Corporate fraud appears to be on the decline, according to a report that just came out today from The Network and BDO Consulting. The second-quarter findings from their Quarterly Corporate Fraud Index are, unfortunately, only available in press release form, but they do indicate the percentage declining.
In second-quarter 2010, fraud-incident reporting accounted for 19.6 percent of all compaliance-reporting activity from more than 1,000 organizations worldwide. This percentage has slowly declined during the past three consecutive quarters when reports accounted for 20.2 percent. The peak was in second-quarter 2009, at 20.7 percent.

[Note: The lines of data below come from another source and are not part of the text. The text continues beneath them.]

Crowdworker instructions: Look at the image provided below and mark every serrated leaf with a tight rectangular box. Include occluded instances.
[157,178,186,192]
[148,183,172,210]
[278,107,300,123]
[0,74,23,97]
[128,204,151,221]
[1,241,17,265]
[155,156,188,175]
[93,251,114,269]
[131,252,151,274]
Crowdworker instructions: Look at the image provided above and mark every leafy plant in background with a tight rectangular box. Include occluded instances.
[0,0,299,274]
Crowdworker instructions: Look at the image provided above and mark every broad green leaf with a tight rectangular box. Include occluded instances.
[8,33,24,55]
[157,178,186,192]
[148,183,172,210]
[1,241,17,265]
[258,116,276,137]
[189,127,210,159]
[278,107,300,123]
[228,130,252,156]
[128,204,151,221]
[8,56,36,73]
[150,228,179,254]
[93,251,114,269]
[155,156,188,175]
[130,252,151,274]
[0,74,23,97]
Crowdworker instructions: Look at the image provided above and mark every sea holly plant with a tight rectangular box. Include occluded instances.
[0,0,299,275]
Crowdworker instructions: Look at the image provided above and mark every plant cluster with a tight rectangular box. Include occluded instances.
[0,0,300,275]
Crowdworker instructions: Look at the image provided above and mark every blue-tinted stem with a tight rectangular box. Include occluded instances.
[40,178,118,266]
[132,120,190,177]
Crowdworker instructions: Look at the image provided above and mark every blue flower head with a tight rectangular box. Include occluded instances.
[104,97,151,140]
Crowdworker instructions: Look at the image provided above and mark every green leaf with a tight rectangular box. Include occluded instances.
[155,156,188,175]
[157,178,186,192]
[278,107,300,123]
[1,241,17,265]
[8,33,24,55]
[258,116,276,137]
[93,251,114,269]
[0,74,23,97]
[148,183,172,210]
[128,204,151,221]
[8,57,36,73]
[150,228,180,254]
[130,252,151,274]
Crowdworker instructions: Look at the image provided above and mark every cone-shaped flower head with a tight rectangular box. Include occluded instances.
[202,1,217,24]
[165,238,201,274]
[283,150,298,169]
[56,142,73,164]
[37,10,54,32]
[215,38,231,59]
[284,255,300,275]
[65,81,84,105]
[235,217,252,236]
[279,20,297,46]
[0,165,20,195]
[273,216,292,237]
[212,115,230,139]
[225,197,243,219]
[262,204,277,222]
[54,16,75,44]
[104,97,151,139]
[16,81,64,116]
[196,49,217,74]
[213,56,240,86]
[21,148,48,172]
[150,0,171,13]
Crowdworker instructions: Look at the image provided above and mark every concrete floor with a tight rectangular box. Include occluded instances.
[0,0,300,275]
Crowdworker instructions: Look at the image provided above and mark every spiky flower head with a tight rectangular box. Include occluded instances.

“Following a surge of in-house fraud reporting last year, fraud reports have now returned to nearly the same levels as second quarter of 2008, ” Luis Ramos, chief executive officer of The Network, says.
Timothy Mohr, a BDO partner, attrubutes the decline “to senior executives more closely examining all aspects of governance, risk and compliance issues … and capturing misconduct from every single source to comply with new regulations.”
Ramos cautions that “fraud reporting only tells part of the story. A leveling, or even declining, of the percentage of fraud reports could be the sign of a rebounding economy, a strong compliance program, or, in contrast, [might] mean that employees are not aware of, or comfortable with, anonymous whistleblower-reporting systems.”
So does this mean that fraud cases are going down? Clearly, hard to say. It could also be a reflection of a recovery that has yet to be realized in fully restaffed companies, I suppose. Fewer employees, fewer reports … though that hardly explains the 2009 spike.
Just another way to keep an eye on the times. And remember, says Ramos, “as compliance guidelines change due to legislation like the Dodd-Frank Act and UK Bribery Act, it is [paramount] for organizations to stay ahead of the curve and proactively manage risk.”